Master Fredrik stepped out of the sun and lowered his voice. “Miss Plomgren claims to be grief stricken, and unable to recall specifics.” He paused, his brow furrowed with concern. “They say it was as if he fell asleep and did not wake up.”

This statement was not lost on me. “The Uzanne,” I whispered.

“I confess to drawing a similar conclusion.” Master Fredrik stopped and stared down at something crushed into the cobblestones. “I feel in part responsible.”

“We all are,” I replied.

“You know that Miss Plomgren is now Mrs. Nordén?” he said. I shook my head, eyes wide. “She will take charge of the Nordén Atelier, together with her new husband, Lars. She vows the shop will flourish.” Master Fredrik stooped and picked up a trampled lady's glove. “But I fear it will be on terms that hardly suit the widow and her coming child.”

Margot.

 

THE WINDOWS OF THE NORDÉN ATELIER
were draped with black crepe bunting, a single votive lighting a display of black fans. Neighbors stood in clumps outside, whispering. A wreath of boxwood hung on the door, but Margot had refused the chopped-off pines that Anna Maria suggested, calling the practice barbaric. The front room was drained of its elegance and charm, the pine coffin resting on the two slender desks. Half a dozen mourners sat on gilt wood orchestra chairs borrowed from the Opera, courtesy of the Plomgrens. Margot seemed to have shrunk in size and lost all color, despite her advanced pregnancy. Mr. Plomgren looked at his daughter, an undisguised happiness on his face. Mother Plomgren's gaze took inventory of the room, her feet tapping restlessly. Master Fredrik sipped coffee with Mrs. Lind, and the neighbor Red Brita wandered into the back room, where refreshments were served, and emerged with a saffron pretzel. Anna Maria, veiled and tearful, clung to the grieving brother, Lars. But then she raised her head and looked at me, and I read panic behind the black net of her hat.

Margot was Catholic and Christian a Lutheran, so no priest or minister from either church would say the prayers. Master Fredrik agreed to read Psalm Twenty-three, and the men followed the hearse all the way to the Sluice. We did not cross to South Borough but returned for the funeral luncheon; the ground, just starting to soften, was not ready to receive the coffin, and so the box would be placed with the other winter dead, waiting for spring.

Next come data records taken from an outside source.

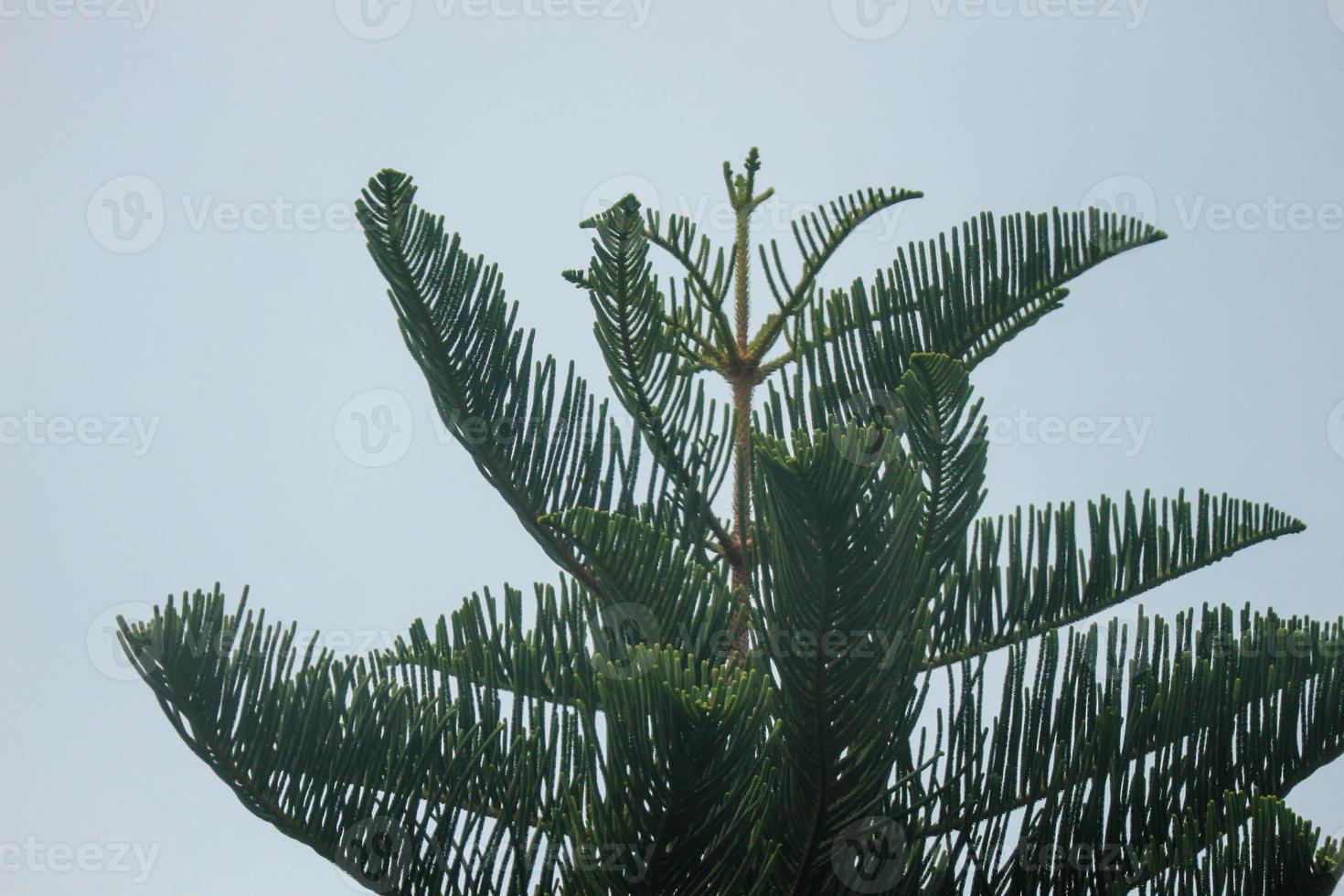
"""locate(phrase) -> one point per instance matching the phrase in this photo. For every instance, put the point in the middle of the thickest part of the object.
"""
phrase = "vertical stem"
(743, 384)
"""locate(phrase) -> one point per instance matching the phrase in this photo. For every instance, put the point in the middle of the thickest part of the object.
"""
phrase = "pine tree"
(746, 706)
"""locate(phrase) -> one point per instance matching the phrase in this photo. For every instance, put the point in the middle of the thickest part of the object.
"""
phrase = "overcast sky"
(192, 335)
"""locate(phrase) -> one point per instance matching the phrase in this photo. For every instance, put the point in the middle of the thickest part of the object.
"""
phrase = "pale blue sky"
(177, 403)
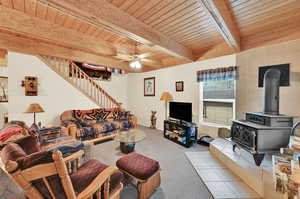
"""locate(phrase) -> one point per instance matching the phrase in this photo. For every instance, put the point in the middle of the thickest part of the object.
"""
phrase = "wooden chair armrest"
(74, 156)
(97, 182)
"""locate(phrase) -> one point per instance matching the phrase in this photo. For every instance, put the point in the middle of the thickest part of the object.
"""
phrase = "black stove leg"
(234, 147)
(258, 157)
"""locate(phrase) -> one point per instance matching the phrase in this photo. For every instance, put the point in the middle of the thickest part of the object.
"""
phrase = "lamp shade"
(34, 108)
(166, 96)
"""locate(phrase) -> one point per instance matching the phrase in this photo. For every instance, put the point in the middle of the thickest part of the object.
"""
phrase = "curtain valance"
(225, 73)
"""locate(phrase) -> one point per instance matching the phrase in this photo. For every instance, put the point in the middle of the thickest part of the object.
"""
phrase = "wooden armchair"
(45, 174)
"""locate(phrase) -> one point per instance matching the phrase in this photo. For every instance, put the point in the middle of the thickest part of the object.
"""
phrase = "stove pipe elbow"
(271, 92)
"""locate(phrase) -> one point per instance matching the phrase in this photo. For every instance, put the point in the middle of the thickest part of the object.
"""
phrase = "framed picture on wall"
(149, 86)
(3, 89)
(179, 86)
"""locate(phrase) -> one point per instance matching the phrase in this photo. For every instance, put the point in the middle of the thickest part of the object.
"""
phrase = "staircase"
(80, 80)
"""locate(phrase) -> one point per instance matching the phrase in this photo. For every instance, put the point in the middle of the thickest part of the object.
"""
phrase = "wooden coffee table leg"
(127, 147)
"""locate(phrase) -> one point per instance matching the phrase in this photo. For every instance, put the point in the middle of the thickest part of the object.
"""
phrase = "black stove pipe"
(271, 92)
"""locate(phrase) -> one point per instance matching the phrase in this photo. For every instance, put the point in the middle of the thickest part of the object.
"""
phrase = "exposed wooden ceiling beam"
(3, 60)
(29, 45)
(19, 22)
(105, 15)
(220, 15)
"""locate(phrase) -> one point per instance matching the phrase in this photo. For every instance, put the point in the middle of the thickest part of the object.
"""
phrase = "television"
(181, 111)
(284, 77)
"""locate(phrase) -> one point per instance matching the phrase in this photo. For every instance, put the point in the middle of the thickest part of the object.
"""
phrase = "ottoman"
(145, 171)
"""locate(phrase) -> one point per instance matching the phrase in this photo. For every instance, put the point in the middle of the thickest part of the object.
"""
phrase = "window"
(218, 101)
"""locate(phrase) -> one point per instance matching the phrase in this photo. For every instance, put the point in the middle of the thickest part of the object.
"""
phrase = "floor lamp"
(166, 96)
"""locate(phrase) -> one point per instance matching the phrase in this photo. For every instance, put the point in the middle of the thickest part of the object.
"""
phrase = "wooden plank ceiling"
(159, 33)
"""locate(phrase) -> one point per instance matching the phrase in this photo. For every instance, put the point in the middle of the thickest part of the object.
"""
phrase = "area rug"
(220, 181)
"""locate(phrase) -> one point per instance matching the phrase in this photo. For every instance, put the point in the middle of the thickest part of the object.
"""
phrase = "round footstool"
(144, 170)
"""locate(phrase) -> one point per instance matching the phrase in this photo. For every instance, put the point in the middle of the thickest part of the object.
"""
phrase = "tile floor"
(220, 181)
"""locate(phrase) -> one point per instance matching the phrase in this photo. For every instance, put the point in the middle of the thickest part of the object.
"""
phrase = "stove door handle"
(294, 128)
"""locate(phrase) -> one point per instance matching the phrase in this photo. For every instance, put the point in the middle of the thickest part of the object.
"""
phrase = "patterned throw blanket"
(101, 114)
(96, 123)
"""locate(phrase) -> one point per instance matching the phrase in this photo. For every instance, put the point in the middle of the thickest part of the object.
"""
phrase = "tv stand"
(181, 132)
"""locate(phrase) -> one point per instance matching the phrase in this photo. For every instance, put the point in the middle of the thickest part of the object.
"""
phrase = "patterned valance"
(225, 73)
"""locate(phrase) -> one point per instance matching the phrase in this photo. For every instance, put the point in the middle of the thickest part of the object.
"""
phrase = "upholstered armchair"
(45, 174)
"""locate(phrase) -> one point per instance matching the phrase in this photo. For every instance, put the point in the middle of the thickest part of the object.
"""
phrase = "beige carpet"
(179, 178)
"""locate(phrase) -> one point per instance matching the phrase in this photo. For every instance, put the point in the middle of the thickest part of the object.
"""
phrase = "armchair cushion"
(33, 159)
(88, 172)
(12, 151)
(138, 165)
(29, 144)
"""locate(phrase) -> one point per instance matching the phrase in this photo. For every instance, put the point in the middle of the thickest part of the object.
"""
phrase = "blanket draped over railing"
(226, 73)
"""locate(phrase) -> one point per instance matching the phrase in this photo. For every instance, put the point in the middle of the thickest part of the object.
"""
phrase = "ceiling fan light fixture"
(135, 64)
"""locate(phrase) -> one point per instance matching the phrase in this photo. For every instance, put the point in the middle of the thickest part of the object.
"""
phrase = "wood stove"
(265, 131)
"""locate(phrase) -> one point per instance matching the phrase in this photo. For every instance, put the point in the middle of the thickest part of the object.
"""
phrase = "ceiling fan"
(137, 60)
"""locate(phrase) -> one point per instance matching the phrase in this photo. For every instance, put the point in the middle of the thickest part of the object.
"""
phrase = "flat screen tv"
(181, 111)
(284, 77)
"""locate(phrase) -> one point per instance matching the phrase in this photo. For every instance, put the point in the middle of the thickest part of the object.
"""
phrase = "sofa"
(97, 124)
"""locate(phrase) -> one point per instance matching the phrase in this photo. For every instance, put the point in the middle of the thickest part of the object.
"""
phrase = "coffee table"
(128, 139)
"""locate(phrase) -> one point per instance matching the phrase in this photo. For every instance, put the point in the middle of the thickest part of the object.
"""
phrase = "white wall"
(165, 81)
(3, 105)
(117, 88)
(55, 95)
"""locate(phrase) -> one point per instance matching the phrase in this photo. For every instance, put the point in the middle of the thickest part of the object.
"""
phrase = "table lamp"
(34, 108)
(166, 96)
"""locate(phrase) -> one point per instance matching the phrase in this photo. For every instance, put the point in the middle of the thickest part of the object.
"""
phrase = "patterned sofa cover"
(96, 123)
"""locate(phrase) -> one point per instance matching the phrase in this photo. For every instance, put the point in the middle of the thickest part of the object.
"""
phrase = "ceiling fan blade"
(151, 62)
(144, 55)
(124, 57)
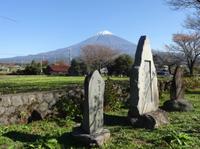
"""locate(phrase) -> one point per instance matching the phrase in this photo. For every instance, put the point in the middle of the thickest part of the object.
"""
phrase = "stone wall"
(26, 107)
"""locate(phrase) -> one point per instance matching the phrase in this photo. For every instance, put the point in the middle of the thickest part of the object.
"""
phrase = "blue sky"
(34, 26)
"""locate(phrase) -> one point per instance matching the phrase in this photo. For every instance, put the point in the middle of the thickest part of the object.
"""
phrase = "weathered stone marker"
(144, 97)
(91, 131)
(177, 102)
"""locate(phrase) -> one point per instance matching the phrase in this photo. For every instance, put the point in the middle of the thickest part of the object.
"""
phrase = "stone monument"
(91, 131)
(144, 96)
(177, 101)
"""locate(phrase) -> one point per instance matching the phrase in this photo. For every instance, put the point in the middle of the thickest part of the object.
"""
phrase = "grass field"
(182, 132)
(16, 84)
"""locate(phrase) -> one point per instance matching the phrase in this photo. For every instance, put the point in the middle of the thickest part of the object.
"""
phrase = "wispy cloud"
(9, 19)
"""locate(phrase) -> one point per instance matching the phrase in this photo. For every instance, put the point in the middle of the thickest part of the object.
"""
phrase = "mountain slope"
(105, 38)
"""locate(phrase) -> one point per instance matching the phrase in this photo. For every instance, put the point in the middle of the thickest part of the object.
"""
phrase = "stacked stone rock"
(177, 90)
(144, 97)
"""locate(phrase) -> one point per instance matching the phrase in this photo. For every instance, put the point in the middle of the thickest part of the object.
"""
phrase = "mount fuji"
(104, 38)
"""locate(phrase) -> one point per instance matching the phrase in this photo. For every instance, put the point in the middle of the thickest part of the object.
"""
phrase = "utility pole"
(69, 52)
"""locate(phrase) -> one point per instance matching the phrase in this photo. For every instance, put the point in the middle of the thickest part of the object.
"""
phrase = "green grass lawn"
(182, 132)
(16, 84)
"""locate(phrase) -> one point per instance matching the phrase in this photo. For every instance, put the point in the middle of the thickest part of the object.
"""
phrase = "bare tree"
(166, 58)
(97, 56)
(178, 4)
(193, 20)
(188, 45)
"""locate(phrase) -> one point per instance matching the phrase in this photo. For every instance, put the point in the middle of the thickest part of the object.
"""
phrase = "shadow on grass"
(192, 92)
(22, 137)
(66, 139)
(115, 120)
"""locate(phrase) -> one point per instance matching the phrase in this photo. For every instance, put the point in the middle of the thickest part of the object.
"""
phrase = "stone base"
(96, 139)
(177, 105)
(149, 120)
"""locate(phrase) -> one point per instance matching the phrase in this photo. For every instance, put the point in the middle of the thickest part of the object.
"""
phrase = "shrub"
(192, 82)
(112, 100)
(70, 105)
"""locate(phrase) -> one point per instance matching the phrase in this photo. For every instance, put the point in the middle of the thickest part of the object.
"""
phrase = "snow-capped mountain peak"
(104, 33)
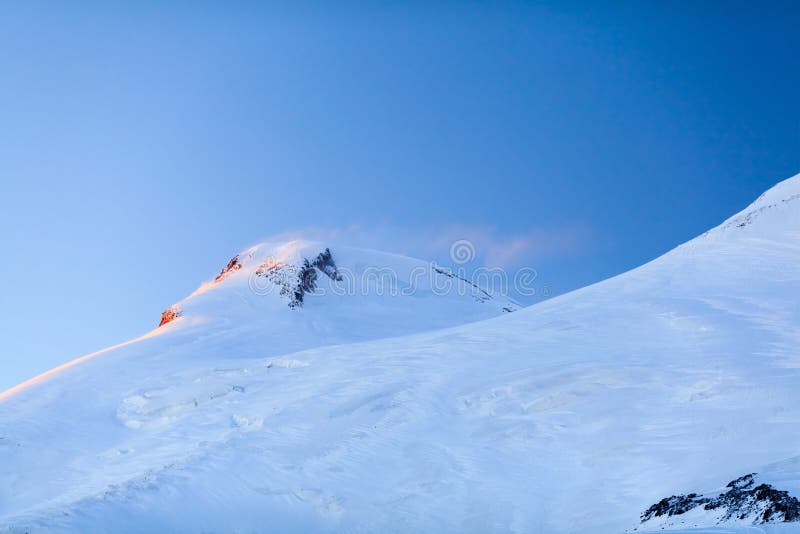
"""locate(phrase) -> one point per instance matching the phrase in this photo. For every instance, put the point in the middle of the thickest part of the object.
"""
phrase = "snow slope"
(574, 415)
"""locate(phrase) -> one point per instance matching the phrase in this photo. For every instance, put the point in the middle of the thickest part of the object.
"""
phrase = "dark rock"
(233, 265)
(743, 500)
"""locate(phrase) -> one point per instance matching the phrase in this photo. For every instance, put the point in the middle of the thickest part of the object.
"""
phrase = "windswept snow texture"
(574, 415)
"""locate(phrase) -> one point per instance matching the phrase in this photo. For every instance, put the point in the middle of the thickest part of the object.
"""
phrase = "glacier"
(408, 409)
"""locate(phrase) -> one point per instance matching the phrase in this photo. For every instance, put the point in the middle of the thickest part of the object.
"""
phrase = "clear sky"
(142, 146)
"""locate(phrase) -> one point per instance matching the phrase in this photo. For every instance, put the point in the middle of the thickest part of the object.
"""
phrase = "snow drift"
(366, 412)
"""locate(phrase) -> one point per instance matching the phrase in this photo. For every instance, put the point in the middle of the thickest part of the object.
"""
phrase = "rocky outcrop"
(744, 501)
(170, 314)
(234, 264)
(324, 262)
(295, 281)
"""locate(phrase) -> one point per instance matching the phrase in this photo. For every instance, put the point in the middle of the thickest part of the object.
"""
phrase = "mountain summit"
(273, 401)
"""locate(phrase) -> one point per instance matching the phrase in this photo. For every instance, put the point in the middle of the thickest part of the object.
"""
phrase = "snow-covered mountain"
(361, 410)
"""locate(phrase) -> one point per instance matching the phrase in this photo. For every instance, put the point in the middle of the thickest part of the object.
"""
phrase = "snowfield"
(429, 412)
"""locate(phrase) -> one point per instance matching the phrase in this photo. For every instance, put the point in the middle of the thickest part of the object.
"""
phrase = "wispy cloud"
(491, 246)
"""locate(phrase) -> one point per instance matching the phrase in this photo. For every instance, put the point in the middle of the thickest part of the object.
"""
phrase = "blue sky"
(142, 145)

It was after most everyone left that I finally sat beside Margot. She gazed at a distant, invisible spot and shook her head. “Gone. All gone. My husband. Our shop. My country. My new king. My future. I have only to think of the child, and I cannot think what,” she said. I had no words, so we sat together in silence. I looked down at Margot's feet, crossed at the ankle; her shoes were polished and clean, the toes pointed and with an upturned end. I could see that the heels had been repaired, and newly painted a deep blue. They were not the shoes of a woman who was to be left alone. Eventually her focus returned to the room and she said, “I have lost all connection to this place.”

I leaned toward her, and could smell the lemon verbena scent that was a trademark of the atelier. I looked at her face, drawn and pale, the lips with a line of dark red where they were chapped and bitten, the crease between her eyebrows deep and troubled. I held my breath and took her hand, turning her palm up and tracing a line with my finger. “We are connected, Margot. You are one of my eight.” She focused on me a puzzled look. “I will help you. That is all you need to know right now.”

She gave me the faintest of smiles and turned her hand to twine her fingers through mine. “Thank you, Emil. I will need my friends.”